The first step in developing a drug that controls obesity has been undertaken by the Miracle workers of the Harvard Stem Cell Institute (HSCI), who have identified two compounds that can execute just that in human cells.
Chad Cowan the HSCI principal faculty member and his team in conjunction with Harvard affiliate Massachusetts General Hospital (MGH), say they have created a system using human stem cells to screen for compounds that have the potential to turn white, or “bad,” fat cells into brown, or “good,” fat cells.
The road from experimental research to safe product fit for human consumption though, is a long and arduous one. Point of fact: the two compounds discovered so far target the same molecule, and that molecule plays a role in the inflammatory response. In long-term use, a patient’s immunity could be severely compromised. This alone should send alarm bells through the medical community, however due to the immediacy in demand for this magic bullet the fruits of this research has already appeared in the form of a treatment approved by the U.S. Food and Drug Administration for rheumatoid arthritis.
To understand the complexity of the problem we need to first
examine how the process works.

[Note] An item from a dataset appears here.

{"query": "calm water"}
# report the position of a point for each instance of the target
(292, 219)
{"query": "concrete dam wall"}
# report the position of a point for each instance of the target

White fat cells store energy as lipids, these contribute to obesity, type 2 diabetes, and ultimately heart disease, while brown fat lowers triglyceride levels, reduce the insulin resistance associated with type 2 diabetes, and eliminate white fat. When the body takes in excess energy, it is stored as lipids in white fat cells. When a body receives too many calories without the balance of those being burned off through activity , adult stem cells in the body produce more white fat cells, adding to a person’s obesity. What Cowan and his team have discovered are two small molecules that convert fat stem cells, which normally would produce white fat, into brown-like fat cells. These brown-like fat cells burn excess energy and thereby reduce the size and numbers of white fat cells.
Animal Experimentation Research has shown there are some compounds that have this same kind of effect and that when you remove them, the effect goes away. What Cowan’s team’s research has shown was a stable conversion of white fat cells to brown cells.
“You’re constantly replenishing your fat tissue,” Cowan explained, “so if you were on a medication to convert the cells, each new fat cell would be more metabolically active and would convert to brown fat over time,” reducing the likelihood of developing type 2 diabetes or any of the other conditions related to a build-up of fat.”
“We found these two compounds by screening a library of about 1,000 compounds,” Cowan said, “so we know that if we have access to the typical pharmaceutical company library of 1.5 to 2 million compounds, we will find others.”
Cowan is currently in discussion with several pharmaceutical companies about continuing the work.